Jawaban: “Karena di dalam praktek-praktek di atas, terjadi seorang makhluk menyamakan dirinya dengan Allah Ta’ala di dalam perkara-perkara yang khusus milik Allah Ta’ala semata, yaitu pengetahuan akan hal gaib. Dan perbuatan ini adalah sebuah kesyirikan dan agama Islam sangat mengharamkan sebuah bentuk kesyirikan.
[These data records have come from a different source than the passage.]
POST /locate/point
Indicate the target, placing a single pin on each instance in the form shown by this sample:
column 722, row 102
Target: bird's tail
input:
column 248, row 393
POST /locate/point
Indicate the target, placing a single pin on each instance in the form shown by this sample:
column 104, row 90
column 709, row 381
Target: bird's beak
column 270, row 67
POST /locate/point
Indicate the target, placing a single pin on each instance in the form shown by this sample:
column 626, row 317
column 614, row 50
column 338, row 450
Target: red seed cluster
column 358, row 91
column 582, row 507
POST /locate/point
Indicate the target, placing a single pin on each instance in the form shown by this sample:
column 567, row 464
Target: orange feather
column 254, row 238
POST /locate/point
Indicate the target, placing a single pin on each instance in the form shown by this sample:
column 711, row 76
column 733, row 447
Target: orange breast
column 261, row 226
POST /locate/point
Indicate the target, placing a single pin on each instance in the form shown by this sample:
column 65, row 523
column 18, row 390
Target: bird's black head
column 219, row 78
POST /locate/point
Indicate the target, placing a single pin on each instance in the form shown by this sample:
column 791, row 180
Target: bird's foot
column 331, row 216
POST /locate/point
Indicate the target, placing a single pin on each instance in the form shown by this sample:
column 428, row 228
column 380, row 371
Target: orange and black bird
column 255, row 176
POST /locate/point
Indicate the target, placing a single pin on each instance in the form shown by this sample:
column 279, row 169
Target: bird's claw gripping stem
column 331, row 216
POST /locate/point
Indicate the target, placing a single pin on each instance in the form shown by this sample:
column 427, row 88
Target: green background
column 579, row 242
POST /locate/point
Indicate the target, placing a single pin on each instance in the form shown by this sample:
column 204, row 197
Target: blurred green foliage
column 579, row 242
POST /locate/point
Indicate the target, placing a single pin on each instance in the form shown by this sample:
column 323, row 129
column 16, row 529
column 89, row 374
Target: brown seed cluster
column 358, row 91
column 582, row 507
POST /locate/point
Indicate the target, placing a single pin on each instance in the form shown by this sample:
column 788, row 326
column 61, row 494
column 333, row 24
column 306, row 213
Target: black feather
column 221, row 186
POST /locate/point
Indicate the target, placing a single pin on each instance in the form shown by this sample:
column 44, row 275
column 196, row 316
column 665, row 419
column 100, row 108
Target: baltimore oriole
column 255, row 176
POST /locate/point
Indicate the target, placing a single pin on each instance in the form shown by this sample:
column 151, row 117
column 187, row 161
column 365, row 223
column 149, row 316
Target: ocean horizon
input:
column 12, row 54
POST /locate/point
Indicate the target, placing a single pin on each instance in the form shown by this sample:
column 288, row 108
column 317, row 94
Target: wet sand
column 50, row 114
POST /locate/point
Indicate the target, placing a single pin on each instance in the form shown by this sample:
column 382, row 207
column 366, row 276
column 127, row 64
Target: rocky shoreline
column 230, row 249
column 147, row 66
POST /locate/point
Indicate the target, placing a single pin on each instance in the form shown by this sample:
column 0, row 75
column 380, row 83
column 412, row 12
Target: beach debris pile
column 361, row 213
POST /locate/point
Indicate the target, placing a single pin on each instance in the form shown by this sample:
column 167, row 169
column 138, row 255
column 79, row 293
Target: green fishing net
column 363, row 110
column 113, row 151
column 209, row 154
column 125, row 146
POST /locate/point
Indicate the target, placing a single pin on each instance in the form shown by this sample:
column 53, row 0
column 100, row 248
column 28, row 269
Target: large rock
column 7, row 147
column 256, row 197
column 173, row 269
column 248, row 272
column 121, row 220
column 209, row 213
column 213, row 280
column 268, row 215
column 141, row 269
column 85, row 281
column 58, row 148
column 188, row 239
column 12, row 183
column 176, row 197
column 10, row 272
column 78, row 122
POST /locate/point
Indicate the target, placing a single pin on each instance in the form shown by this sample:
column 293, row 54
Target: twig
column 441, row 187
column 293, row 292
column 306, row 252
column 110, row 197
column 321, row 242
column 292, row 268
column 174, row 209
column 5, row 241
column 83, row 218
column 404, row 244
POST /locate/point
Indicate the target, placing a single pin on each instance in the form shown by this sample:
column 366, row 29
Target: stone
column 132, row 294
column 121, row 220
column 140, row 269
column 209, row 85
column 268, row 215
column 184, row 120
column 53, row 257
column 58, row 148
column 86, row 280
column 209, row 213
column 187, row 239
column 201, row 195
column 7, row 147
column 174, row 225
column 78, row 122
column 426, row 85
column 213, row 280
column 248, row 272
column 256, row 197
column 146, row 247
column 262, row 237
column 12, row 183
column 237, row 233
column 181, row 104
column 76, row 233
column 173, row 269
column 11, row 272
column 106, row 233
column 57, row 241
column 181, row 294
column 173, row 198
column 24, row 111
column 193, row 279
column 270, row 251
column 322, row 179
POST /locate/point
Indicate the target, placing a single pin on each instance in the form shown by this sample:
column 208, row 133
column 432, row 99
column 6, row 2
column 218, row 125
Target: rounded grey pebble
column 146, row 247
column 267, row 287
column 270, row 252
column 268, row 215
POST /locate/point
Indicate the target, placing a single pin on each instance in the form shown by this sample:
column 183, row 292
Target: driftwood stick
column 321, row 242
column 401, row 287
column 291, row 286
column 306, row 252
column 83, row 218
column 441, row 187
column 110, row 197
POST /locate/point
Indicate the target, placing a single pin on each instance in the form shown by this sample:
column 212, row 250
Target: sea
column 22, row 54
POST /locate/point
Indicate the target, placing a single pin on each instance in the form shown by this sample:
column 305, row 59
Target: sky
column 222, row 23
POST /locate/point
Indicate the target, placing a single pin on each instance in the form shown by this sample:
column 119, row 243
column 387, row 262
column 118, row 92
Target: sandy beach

Tidak ada yang mengetahui akan hal ghaib kecuali Allah Ta’ala semata, mari perhatikan ayat-ayat suci berikut:
وَعِنْدَهُ مَفَاتِحُ الْغَيْبِ لَا يَعْلَمُهَا إِلَّا هُوَ وَيَعْلَمُ مَا فِي الْبَرِّ وَالْبَحْرِ وَمَا تَسْقُطُ مِنْ وَرَقَةٍ إِلَّا يَعْلَمُهَا وَلَا حَبَّةٍ فِي ظُلُمَاتِ الْأَرْضِ وَلَا رَطْبٍ وَلَا يَابِسٍ إِلَّا فِي كِتَابٍ مُبِينٍ
Artinya: “Dan pada sisi Allah-lah kunci-kunci semua yang gaib; tak ada yang mengetahuinya kecuali Dia sendiri, dan Dia mengetahui apa yang di daratan dan di lautan, dan tiada sehelai daun pun yang gugur melainkan Dia mengetahuinya (pula), dan tidak jatuh sebutir biji pun dalam kegelapan bumi dan tidak sesuatu yang basah atau yang kering, melainkan tertulis dalam kitab yang nyata (Lauh Al Mahfuz)” (QS. Al An’am: 59)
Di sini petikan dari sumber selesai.